Normal is knowing you will never get over this loss, not in a day nor a million years.

Normal is switching therapists several times because each of them speaks of the grief process like there is an end to it and it will come soon, when I know so well that this is not true. Feeling misunderstood because they all say it is going to get better - "time heals"?
Normal is being at all the places he was before -playgrounds, pools, soccer fields, schools and seeing him right there in your mind, swimming, laughing, playing sports, walking down the hallways, and you want to smile at the memories but you get so depressed instead because you know he will never be at these places again.
Normal is knowing life as it was is over forever and only bringing your child back from the dead could possibly make it "better."
Normal is living by a new calendar "before his death" and "after his death" are now the way we describe the past.

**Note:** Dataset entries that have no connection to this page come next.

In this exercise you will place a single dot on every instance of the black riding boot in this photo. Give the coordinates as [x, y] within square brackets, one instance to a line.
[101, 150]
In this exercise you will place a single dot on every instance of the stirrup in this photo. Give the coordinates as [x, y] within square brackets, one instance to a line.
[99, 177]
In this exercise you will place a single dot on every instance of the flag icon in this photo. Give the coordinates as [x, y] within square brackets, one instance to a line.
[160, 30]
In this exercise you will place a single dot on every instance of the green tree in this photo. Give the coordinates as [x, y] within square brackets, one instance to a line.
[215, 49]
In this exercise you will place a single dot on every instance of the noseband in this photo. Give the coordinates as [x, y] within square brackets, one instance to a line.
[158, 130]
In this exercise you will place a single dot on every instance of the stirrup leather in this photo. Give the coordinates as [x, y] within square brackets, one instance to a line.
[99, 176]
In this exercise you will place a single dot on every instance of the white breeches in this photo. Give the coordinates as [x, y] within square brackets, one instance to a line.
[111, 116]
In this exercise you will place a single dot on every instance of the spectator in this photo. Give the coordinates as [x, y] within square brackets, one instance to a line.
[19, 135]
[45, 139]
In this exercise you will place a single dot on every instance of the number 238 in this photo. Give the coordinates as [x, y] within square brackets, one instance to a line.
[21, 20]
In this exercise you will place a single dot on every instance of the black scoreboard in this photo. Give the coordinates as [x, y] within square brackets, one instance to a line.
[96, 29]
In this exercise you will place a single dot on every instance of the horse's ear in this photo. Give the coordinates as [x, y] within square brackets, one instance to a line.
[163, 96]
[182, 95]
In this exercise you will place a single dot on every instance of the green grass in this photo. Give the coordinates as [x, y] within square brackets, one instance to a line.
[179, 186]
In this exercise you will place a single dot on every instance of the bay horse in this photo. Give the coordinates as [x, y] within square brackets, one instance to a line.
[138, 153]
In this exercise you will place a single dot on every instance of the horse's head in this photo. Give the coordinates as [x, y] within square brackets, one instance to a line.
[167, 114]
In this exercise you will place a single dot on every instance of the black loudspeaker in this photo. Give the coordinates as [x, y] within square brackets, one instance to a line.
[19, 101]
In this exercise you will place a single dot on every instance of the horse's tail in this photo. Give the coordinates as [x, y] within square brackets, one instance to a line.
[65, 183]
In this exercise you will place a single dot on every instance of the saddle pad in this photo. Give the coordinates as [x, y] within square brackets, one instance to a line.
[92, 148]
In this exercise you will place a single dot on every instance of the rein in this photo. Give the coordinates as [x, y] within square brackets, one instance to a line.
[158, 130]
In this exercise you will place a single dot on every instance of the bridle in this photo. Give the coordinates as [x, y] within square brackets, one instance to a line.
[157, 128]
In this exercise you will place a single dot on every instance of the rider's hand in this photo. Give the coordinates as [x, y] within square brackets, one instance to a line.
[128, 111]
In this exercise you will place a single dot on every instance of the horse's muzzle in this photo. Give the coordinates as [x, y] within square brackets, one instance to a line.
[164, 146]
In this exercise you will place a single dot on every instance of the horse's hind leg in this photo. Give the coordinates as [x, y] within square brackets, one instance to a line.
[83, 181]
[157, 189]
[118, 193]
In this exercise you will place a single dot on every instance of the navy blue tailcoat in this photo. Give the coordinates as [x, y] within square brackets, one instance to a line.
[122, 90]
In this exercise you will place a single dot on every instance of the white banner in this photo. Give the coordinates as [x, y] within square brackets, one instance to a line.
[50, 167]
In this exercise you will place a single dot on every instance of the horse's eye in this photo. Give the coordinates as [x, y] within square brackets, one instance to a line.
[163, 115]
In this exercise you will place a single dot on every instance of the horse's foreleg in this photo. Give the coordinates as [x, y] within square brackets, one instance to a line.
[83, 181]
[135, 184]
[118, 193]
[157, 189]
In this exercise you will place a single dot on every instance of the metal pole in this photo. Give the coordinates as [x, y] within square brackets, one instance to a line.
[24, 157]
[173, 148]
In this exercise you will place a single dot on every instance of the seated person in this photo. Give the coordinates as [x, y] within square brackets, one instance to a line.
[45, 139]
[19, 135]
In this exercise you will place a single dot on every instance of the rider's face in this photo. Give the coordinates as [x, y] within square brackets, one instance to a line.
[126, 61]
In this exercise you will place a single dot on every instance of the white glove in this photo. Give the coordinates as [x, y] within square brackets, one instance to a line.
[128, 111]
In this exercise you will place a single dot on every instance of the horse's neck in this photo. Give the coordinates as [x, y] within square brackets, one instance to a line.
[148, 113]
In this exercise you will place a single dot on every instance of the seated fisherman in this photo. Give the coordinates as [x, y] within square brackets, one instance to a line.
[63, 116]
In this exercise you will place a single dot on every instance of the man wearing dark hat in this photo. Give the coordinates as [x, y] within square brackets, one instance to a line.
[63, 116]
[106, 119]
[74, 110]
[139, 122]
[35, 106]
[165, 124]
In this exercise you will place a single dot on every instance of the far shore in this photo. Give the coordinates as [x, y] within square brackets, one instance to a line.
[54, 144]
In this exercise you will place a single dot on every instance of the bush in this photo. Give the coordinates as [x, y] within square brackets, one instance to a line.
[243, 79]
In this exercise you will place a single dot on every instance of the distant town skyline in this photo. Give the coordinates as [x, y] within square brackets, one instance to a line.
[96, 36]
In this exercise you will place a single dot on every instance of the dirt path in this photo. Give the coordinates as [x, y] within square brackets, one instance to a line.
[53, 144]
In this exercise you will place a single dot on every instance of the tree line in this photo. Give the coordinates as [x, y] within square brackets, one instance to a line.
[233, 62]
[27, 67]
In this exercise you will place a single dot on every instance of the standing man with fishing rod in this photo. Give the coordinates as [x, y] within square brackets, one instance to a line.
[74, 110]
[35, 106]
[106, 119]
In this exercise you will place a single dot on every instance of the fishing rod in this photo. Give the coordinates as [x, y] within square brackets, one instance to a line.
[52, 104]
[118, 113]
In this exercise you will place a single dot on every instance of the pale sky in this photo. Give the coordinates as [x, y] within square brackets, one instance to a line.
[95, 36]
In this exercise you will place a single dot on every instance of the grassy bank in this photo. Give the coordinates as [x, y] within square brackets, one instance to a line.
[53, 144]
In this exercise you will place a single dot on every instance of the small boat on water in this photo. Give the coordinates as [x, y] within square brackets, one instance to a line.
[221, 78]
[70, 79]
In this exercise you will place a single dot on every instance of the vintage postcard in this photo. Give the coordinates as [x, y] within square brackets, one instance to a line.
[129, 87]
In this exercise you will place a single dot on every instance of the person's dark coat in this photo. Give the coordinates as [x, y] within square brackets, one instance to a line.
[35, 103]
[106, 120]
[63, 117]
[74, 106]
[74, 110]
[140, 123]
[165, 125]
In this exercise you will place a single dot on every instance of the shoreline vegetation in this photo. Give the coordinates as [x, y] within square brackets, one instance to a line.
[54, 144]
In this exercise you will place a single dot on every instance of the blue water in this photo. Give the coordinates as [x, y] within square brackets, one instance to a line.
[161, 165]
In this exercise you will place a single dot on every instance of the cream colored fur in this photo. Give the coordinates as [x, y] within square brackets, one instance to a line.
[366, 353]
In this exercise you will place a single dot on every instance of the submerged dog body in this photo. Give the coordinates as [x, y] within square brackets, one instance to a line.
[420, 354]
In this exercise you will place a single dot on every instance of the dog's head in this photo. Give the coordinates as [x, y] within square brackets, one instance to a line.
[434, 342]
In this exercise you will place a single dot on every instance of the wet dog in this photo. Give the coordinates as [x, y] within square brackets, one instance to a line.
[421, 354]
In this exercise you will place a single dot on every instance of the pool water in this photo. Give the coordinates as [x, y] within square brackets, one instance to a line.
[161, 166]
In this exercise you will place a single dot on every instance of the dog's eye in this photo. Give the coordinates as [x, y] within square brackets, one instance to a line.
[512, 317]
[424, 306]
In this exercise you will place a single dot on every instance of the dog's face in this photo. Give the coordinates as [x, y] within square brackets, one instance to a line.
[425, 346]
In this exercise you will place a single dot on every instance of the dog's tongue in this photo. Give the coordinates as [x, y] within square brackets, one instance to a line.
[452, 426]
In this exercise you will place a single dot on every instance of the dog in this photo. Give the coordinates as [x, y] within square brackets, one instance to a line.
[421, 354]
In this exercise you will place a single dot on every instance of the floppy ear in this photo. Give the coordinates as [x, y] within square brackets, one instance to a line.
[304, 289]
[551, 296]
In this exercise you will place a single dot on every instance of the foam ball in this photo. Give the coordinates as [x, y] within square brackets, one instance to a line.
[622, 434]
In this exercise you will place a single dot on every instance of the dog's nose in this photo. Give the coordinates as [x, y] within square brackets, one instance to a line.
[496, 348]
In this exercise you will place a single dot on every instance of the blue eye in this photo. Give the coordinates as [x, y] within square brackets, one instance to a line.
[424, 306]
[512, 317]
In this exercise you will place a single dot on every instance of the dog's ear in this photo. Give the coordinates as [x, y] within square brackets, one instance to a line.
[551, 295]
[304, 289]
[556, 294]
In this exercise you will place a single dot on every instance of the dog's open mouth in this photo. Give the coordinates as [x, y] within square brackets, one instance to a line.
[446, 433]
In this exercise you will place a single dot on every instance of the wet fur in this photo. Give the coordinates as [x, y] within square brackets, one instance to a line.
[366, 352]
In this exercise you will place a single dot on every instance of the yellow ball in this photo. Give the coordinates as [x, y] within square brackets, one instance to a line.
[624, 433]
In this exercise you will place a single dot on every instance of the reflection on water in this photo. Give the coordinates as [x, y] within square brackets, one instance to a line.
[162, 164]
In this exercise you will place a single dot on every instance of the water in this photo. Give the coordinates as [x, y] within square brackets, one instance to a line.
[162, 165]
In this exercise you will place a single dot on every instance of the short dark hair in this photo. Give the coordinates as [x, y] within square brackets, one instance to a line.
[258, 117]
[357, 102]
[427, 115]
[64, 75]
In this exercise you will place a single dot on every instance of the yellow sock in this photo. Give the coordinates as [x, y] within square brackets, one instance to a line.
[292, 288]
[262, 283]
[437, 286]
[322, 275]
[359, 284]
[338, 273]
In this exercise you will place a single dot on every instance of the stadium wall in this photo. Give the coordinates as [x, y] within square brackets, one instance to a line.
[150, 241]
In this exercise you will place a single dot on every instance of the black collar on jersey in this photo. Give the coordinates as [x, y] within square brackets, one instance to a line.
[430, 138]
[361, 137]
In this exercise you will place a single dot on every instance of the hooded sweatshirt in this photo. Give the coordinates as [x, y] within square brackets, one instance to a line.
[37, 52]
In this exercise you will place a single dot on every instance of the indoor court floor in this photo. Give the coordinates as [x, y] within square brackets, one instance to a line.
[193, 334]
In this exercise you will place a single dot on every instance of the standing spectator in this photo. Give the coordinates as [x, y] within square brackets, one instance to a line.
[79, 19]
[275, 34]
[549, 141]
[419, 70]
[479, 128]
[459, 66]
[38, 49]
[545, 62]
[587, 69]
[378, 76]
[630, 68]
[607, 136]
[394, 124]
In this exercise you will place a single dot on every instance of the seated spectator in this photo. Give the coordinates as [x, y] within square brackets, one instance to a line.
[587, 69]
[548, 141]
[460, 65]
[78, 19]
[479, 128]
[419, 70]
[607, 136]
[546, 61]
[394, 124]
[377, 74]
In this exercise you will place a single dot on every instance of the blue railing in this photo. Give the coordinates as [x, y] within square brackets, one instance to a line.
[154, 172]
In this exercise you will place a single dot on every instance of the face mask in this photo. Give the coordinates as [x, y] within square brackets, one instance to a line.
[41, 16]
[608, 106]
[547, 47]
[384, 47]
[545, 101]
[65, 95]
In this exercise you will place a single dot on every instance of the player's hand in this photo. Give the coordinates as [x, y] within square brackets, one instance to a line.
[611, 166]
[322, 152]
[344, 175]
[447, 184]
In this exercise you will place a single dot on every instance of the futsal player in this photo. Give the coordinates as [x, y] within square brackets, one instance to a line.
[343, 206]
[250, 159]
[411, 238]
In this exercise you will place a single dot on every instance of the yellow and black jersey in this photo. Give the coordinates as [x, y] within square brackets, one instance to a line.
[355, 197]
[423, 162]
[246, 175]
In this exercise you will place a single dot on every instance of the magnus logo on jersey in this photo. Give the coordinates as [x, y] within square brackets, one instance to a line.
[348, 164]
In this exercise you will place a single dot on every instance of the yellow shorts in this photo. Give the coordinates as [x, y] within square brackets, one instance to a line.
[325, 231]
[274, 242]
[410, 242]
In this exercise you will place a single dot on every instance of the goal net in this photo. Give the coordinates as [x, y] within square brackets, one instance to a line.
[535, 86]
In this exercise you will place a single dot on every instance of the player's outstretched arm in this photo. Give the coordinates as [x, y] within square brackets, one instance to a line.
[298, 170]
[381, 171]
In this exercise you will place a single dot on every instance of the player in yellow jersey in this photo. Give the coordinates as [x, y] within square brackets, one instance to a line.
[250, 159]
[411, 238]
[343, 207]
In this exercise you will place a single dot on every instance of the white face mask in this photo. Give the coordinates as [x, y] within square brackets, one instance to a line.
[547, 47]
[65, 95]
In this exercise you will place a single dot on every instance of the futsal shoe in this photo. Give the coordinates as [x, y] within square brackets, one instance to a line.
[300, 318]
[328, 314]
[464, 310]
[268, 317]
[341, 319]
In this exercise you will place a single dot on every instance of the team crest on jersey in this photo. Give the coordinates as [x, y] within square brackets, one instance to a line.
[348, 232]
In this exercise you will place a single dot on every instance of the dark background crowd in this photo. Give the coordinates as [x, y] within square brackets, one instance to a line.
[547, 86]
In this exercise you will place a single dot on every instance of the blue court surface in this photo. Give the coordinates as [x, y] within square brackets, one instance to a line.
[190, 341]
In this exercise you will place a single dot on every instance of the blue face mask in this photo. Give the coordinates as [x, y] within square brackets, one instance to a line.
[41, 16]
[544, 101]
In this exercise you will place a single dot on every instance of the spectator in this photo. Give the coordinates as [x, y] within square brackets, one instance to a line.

Trying to find out details from his siblings about past events "did he know this song?" "was he still with us when we watched this movie?".
Normal is having panic attacks over lost memories, not being able to figure out small details of the past and feeling helpless while forgetting so many events from the past... memory loss sucks !!
Normal is vowing to never move out of this house, because this house is where he grew up and was close to you, and this house is where his spirit still exists.

Normal is hoping that people you run into at work or at the store WON'T ask you "how are you doing?" because you just don't want to lie to them but rather tell them the truth that you still feel empty and it's probably never going to get any better -- ever, but knowing at the same time how uncomfortable you make them feel.

And last of all...

Normal is hiding all the things that have become "normal" for you to feel, so that everyone around you will think that you are "normal."